Looking at the 2008 recession, the decline or growth of housing prices between the recession start and recession bottom if found for each town. A t-test is used to compare the university town values to the non-univeristy town values.

Reduced market loss is measured by mean price ratio using the equation:

price ratio = (mean price at quarter before recession)/(mean price at recessionbottom)


In [54]:
 # Create new data showing decline or growth of housing prices between start and bottom
data = homesqtr
data['Bottom-Start'] = data[bottom] - data[start]

# Split university and non-university towns
towns_list = towns.to_records(index = False).tolist()
uni = data.loc[towns_list]
non_uni = data.loc[~data.index.isin(towns_list)]

# Run ttest comparing university to non-university town values
pvalue = ttest_ind(uni['Bottom-Start'], non_uni['Bottom-Start'], nan_policy='omit')[1]

# Price Ratio
uni['Price Ratio'] = uni[start]/uni[bottom]
uni_mean = np.mean(uni['Price Ratio'])

non_uni['Price Ratio'] = non_uni[start]/non_uni[bottom]
non_uni_mean = np.mean(non_uni['Price Ratio'])

print('p-value: {}'.format(pvalue))
print('Mean Price Ratio of University Towns: {}'.format(uni_mean))
print('Mean Price Ratio of Non-University Towns: {}'.format(non_uni_mean))

p-value: 0.004325214853459962
Mean Price Ratio of University Towns: 1.0377181366932766
Mean Price Ratio of Non-University Towns: 1.052375653511628


Passing list-likes to .loc or [] with any missing label will raise
KeyError in the future, you can use .reindex() as an alternative.

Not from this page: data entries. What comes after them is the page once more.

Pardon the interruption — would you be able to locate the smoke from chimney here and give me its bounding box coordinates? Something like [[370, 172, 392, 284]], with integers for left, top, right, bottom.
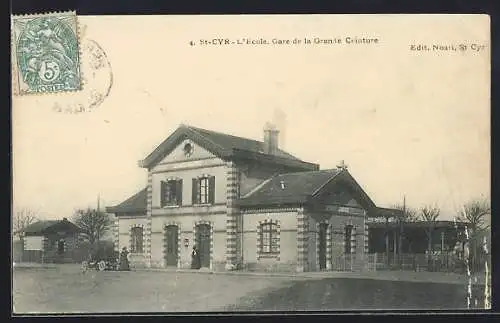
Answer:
[[263, 122, 279, 155], [272, 108, 287, 149]]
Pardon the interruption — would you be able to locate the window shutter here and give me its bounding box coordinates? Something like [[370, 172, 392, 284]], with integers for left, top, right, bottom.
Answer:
[[176, 179, 183, 205], [192, 178, 198, 204], [209, 176, 215, 204], [160, 181, 166, 207]]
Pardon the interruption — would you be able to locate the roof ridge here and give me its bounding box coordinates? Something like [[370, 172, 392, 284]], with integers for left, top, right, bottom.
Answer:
[[184, 125, 228, 152], [310, 169, 344, 196], [186, 125, 262, 144], [277, 168, 337, 177], [186, 125, 303, 161]]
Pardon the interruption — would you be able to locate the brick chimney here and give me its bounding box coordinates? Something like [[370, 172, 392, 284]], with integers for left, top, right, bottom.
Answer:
[[263, 122, 279, 155]]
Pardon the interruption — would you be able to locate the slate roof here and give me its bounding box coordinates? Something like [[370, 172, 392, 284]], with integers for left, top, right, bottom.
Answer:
[[188, 126, 300, 160], [24, 219, 81, 235], [106, 188, 148, 214], [23, 220, 60, 234], [238, 169, 342, 207], [139, 124, 319, 171]]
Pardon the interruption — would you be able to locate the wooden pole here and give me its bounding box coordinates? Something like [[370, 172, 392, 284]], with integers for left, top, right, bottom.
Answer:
[[393, 229, 397, 265], [385, 216, 390, 267], [441, 231, 445, 252], [399, 196, 405, 268]]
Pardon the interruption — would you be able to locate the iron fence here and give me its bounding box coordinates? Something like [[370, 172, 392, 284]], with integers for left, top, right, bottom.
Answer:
[[364, 252, 490, 273]]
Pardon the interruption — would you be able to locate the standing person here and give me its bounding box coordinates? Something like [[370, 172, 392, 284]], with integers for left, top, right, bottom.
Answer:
[[191, 245, 201, 269], [119, 247, 130, 271]]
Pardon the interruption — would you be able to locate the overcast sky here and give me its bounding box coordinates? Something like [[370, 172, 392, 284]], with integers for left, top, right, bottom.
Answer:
[[12, 15, 490, 220]]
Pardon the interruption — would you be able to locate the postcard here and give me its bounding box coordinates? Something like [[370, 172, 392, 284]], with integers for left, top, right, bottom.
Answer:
[[11, 14, 491, 314]]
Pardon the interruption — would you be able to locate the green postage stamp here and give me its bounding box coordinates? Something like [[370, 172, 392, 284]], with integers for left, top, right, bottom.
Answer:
[[12, 11, 81, 95]]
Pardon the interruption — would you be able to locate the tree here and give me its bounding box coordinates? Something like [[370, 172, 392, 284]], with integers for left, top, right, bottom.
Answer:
[[392, 204, 419, 223], [458, 198, 491, 272], [459, 198, 490, 234], [420, 205, 440, 267], [13, 207, 39, 240], [73, 208, 112, 246], [391, 203, 418, 266]]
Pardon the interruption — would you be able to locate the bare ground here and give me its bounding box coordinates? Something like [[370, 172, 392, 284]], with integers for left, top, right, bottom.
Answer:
[[12, 264, 488, 313]]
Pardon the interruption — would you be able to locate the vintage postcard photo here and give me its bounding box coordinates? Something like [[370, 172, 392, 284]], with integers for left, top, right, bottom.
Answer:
[[11, 14, 490, 313]]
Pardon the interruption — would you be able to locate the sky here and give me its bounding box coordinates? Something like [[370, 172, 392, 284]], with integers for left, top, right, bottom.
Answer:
[[12, 15, 490, 221]]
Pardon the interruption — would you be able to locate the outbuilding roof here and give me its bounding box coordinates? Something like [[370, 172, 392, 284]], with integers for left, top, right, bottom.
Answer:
[[105, 188, 148, 214], [367, 220, 468, 229], [23, 218, 81, 235]]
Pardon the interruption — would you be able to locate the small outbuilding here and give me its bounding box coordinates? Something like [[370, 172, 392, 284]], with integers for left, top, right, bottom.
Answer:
[[22, 218, 82, 263]]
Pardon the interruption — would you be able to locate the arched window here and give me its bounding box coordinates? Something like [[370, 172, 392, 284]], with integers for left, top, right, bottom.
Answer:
[[131, 227, 144, 253], [260, 222, 278, 254]]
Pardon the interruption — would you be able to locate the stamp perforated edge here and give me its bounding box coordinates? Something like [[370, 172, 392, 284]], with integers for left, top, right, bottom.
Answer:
[[11, 11, 84, 96]]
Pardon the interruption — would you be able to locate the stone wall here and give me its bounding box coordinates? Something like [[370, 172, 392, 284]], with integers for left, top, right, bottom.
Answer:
[[241, 208, 298, 272]]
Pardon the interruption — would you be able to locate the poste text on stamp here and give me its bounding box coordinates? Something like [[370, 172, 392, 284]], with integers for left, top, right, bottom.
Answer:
[[12, 11, 81, 95]]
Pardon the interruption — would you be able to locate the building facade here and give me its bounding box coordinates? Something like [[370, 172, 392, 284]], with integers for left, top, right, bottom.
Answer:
[[107, 124, 392, 272], [22, 218, 81, 263]]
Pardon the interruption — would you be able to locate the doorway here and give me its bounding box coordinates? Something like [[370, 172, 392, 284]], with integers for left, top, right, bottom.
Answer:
[[195, 223, 211, 268], [57, 239, 65, 255], [165, 225, 179, 267], [318, 223, 328, 270]]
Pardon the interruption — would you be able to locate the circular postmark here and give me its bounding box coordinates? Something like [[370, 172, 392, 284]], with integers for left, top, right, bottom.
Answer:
[[51, 39, 113, 114]]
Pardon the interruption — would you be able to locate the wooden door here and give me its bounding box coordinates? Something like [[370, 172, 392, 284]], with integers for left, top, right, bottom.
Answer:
[[165, 226, 178, 267], [319, 223, 328, 270], [196, 224, 211, 268]]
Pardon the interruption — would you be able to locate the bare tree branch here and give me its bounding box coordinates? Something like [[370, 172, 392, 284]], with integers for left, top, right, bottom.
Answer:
[[419, 205, 440, 261], [72, 208, 112, 245], [391, 204, 419, 222], [458, 198, 491, 234], [457, 197, 491, 273], [12, 208, 39, 240]]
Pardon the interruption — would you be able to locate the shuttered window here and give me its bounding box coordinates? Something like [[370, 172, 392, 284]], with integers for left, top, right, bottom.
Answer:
[[161, 179, 182, 206], [192, 176, 215, 204]]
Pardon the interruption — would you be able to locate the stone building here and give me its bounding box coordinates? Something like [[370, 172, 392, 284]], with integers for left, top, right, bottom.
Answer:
[[106, 124, 393, 272], [21, 218, 81, 263]]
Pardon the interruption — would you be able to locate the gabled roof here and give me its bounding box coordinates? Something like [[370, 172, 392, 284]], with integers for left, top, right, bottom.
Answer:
[[238, 168, 376, 209], [24, 220, 60, 234], [139, 124, 319, 171], [106, 188, 148, 214], [24, 219, 81, 235]]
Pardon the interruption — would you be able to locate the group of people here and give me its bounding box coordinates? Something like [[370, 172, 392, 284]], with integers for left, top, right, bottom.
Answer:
[[112, 245, 202, 270]]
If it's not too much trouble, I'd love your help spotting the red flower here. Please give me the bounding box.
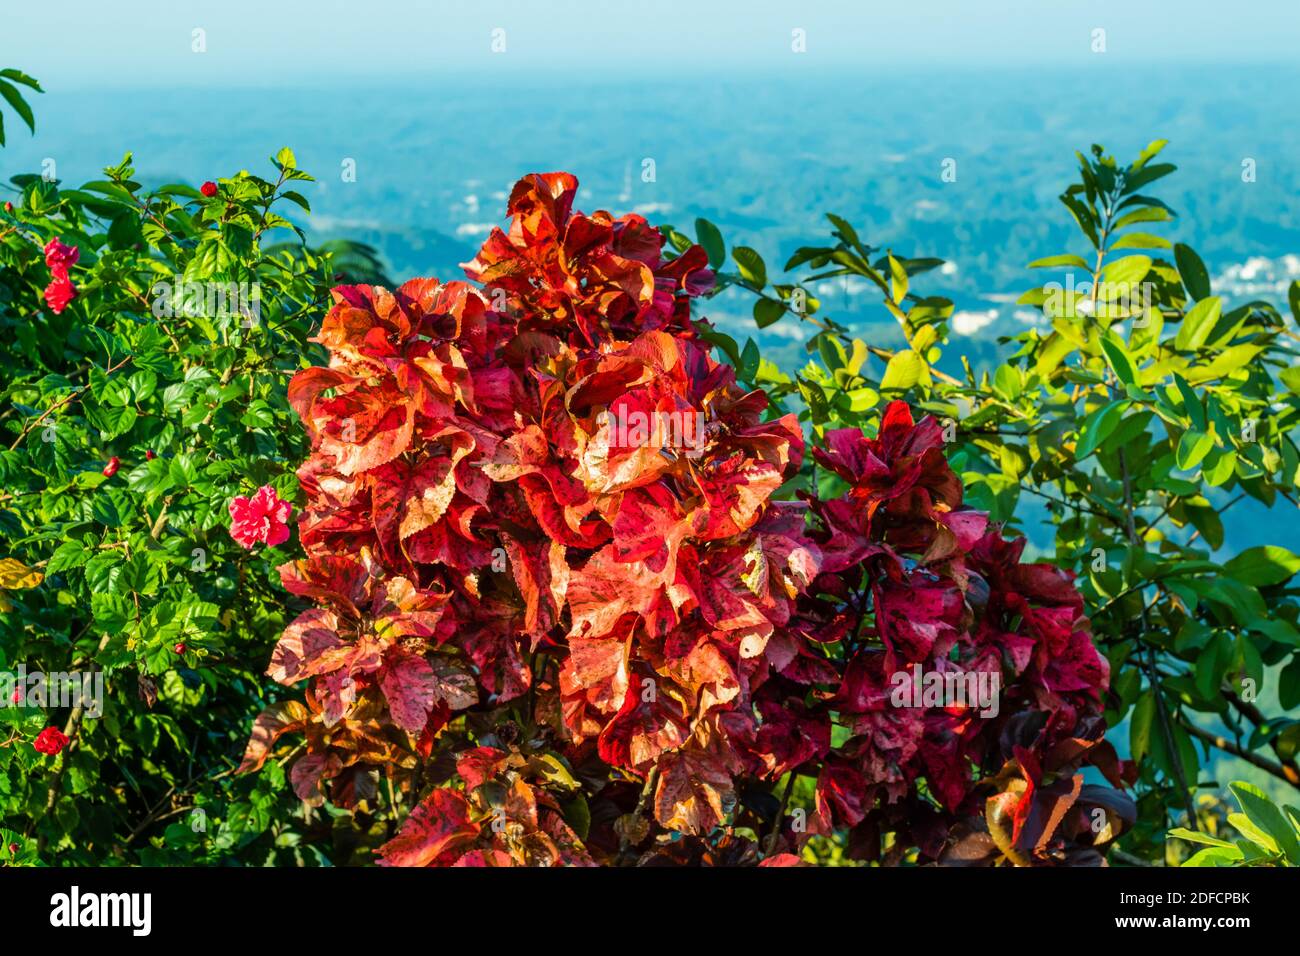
[145,449,156,460]
[229,485,294,549]
[200,181,218,198]
[3,201,12,213]
[102,456,120,477]
[33,726,69,755]
[43,237,80,272]
[44,273,77,314]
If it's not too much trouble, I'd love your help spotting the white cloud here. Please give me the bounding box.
[951,308,999,336]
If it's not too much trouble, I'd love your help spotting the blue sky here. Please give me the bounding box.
[6,0,1299,89]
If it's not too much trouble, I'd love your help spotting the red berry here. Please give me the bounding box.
[7,843,17,855]
[145,449,156,461]
[174,643,187,654]
[3,201,11,212]
[200,181,218,198]
[102,456,120,478]
[10,689,20,704]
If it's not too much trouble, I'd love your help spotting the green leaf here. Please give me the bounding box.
[880,350,925,390]
[1172,373,1205,431]
[562,794,591,841]
[1075,400,1129,459]
[1223,546,1300,587]
[1230,782,1300,863]
[1173,296,1222,351]
[0,69,44,92]
[753,297,785,329]
[1181,846,1244,867]
[694,218,725,269]
[731,246,766,288]
[279,190,311,214]
[1101,255,1152,289]
[992,364,1022,401]
[1059,193,1100,248]
[1175,430,1214,471]
[1130,691,1155,763]
[1122,162,1176,195]
[817,334,846,372]
[1168,827,1235,849]
[46,540,92,576]
[1109,232,1171,250]
[1202,448,1236,487]
[1100,335,1137,387]
[1028,254,1090,269]
[740,338,760,380]
[1113,205,1173,231]
[0,80,35,134]
[887,254,908,304]
[1174,243,1212,301]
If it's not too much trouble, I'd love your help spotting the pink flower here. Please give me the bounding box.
[43,237,80,273]
[229,485,294,549]
[44,273,77,313]
[33,726,69,755]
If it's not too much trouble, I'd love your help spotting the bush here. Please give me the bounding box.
[246,172,1129,867]
[689,140,1300,863]
[0,120,384,862]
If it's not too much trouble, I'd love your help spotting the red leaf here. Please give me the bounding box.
[378,788,478,867]
[379,649,438,733]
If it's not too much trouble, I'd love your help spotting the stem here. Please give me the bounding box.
[8,355,132,450]
[618,765,661,860]
[1180,718,1299,788]
[764,772,797,857]
[1118,446,1198,829]
[35,631,113,852]
[1219,690,1300,789]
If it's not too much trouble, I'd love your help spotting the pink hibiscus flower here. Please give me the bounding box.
[228,485,294,549]
[43,237,80,272]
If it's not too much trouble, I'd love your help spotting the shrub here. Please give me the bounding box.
[689,140,1300,861]
[247,172,1131,866]
[0,122,384,863]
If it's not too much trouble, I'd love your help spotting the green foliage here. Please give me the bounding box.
[0,69,41,147]
[1172,781,1300,866]
[0,84,387,863]
[709,140,1300,863]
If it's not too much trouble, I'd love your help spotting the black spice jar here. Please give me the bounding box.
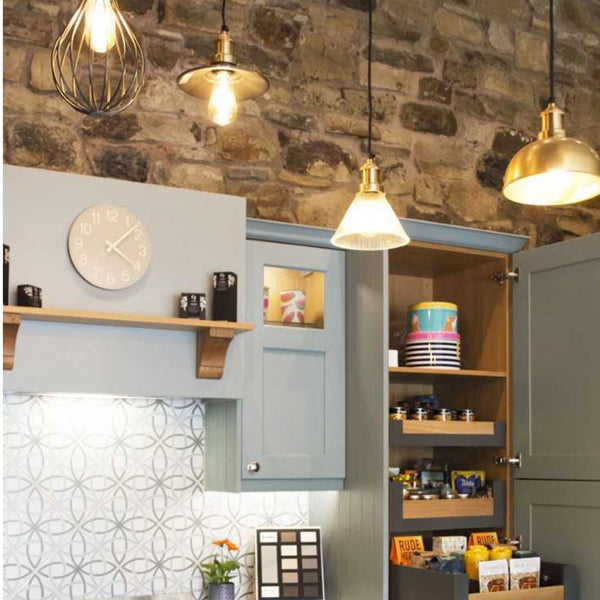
[17,285,42,308]
[212,272,237,321]
[179,293,207,319]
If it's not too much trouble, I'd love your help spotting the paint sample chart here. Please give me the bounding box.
[255,528,324,600]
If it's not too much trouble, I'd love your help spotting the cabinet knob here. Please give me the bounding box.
[246,461,260,473]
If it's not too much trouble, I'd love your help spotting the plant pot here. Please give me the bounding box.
[208,583,235,600]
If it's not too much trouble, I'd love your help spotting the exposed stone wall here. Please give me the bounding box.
[4,0,600,245]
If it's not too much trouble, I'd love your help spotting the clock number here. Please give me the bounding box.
[91,212,100,224]
[107,272,115,285]
[134,229,143,241]
[121,269,130,283]
[133,261,141,272]
[138,245,147,257]
[106,210,119,223]
[79,254,88,266]
[80,222,92,235]
[74,237,83,250]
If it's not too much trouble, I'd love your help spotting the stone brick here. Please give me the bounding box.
[165,163,224,193]
[300,32,357,81]
[515,31,548,72]
[375,11,421,44]
[325,114,381,139]
[231,182,298,223]
[488,20,514,55]
[443,61,477,89]
[480,68,533,107]
[4,44,26,82]
[371,46,434,73]
[3,9,53,46]
[82,114,142,142]
[414,139,473,173]
[29,49,55,92]
[381,163,412,195]
[339,0,376,10]
[415,175,446,206]
[119,0,154,15]
[219,122,279,163]
[555,43,587,76]
[226,167,272,181]
[400,103,458,136]
[418,77,452,105]
[455,91,517,125]
[146,40,182,71]
[138,79,204,116]
[285,140,355,181]
[447,180,499,222]
[359,62,413,92]
[251,6,301,54]
[88,146,150,182]
[341,89,397,121]
[5,119,82,172]
[434,8,483,45]
[265,107,318,131]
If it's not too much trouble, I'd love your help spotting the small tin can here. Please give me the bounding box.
[389,406,407,421]
[433,408,454,422]
[409,407,429,421]
[459,409,476,422]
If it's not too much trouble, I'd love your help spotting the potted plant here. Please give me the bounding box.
[201,539,241,600]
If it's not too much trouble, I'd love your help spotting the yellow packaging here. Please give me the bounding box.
[464,546,490,580]
[490,546,513,561]
[469,532,499,547]
[390,536,425,566]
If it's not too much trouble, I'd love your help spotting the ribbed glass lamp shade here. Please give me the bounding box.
[503,104,600,206]
[331,160,410,251]
[51,0,145,115]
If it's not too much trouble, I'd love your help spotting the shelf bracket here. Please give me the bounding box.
[3,314,21,371]
[196,327,236,380]
[491,269,519,285]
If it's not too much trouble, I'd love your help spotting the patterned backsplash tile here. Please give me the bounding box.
[3,394,309,600]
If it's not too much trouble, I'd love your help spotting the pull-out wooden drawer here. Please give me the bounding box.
[390,562,576,600]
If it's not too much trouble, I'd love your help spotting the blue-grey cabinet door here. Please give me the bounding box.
[512,232,600,480]
[244,240,345,480]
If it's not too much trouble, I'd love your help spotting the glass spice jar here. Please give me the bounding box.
[433,408,454,422]
[389,406,407,421]
[409,407,429,421]
[459,409,476,422]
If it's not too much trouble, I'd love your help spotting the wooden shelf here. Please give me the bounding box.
[389,366,507,379]
[389,480,505,533]
[3,306,254,379]
[390,420,506,447]
[469,587,564,600]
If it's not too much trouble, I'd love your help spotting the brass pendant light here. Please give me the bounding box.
[177,0,269,127]
[331,0,410,251]
[51,0,145,115]
[503,0,600,206]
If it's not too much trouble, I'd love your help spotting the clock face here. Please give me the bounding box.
[68,204,151,290]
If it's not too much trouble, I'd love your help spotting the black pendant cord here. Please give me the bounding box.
[221,0,229,32]
[549,0,555,103]
[368,0,374,159]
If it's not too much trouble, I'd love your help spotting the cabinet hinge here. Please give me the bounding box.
[493,453,522,468]
[502,533,523,549]
[491,268,519,285]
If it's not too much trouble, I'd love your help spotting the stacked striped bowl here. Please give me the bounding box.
[404,302,461,370]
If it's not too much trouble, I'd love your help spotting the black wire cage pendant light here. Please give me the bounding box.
[331,0,410,251]
[177,0,269,127]
[51,0,145,116]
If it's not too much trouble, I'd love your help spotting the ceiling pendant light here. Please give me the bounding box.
[503,0,600,206]
[331,0,410,251]
[51,0,145,115]
[177,0,269,127]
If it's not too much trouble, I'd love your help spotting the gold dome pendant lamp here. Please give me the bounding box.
[503,0,600,206]
[52,0,145,115]
[177,0,269,126]
[331,0,410,250]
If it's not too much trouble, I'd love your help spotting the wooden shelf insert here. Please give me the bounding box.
[469,586,564,600]
[3,306,254,379]
[389,420,506,448]
[403,496,494,520]
[389,366,507,379]
[402,420,494,435]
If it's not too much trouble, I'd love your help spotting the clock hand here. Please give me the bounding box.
[108,245,135,267]
[106,221,141,254]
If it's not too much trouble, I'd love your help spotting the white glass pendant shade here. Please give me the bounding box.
[331,160,410,251]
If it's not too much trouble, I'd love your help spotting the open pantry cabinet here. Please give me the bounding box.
[317,227,600,600]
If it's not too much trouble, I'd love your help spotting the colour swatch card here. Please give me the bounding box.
[256,528,324,600]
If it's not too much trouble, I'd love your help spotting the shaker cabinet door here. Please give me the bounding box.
[244,240,345,481]
[512,232,600,480]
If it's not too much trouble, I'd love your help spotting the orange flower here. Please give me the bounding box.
[213,538,239,551]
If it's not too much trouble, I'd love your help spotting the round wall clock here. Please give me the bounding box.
[68,204,152,290]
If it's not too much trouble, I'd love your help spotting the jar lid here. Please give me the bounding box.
[408,302,458,311]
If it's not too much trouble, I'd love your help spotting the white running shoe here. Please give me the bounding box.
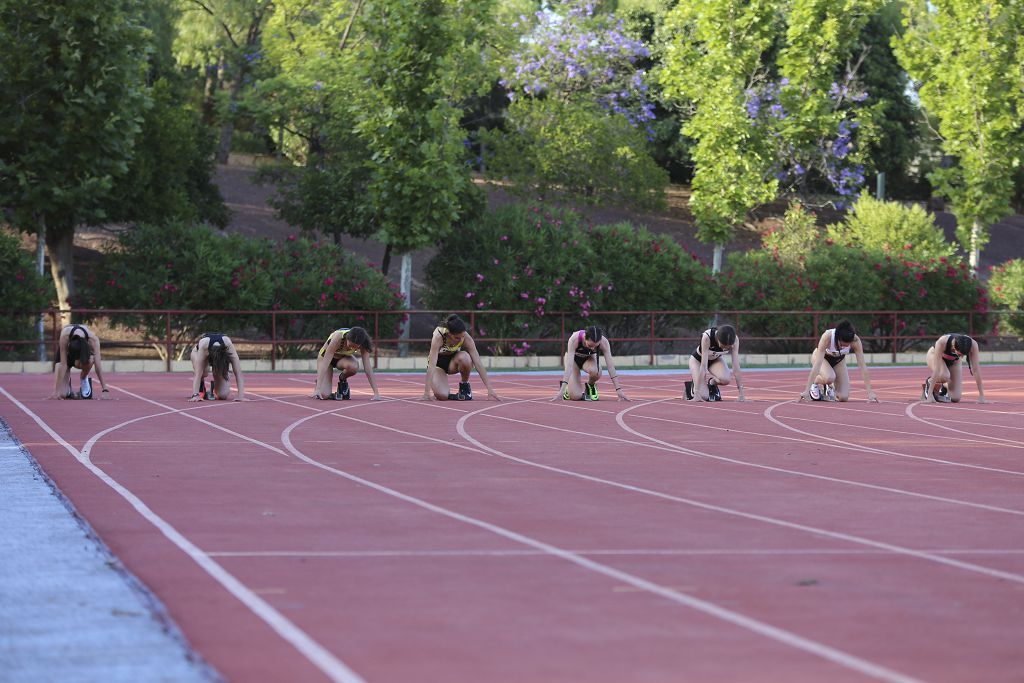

See the documentation here:
https://pandas.pydata.org/pandas-docs/stable/indexing.html#deprecate-loc-reindex-listlike
  import sys
A value is trying to be set on a copy of a slice from a DataFrame.
Try using .loc[row_indexer,col_indexer] = value instead

See the caveats in the documentation: http://pandas.pydata.org/pandas-docs/stable/indexing.html#indexing-view-versus-copy


With a p-value of 0.004, which is less than 0.1, we reject the null hypothesis. This suggests that housing prices in university towns indeed were less affected by the 2008 recession. University towns have a lower mean price ratio, which further indicates reduced market loss.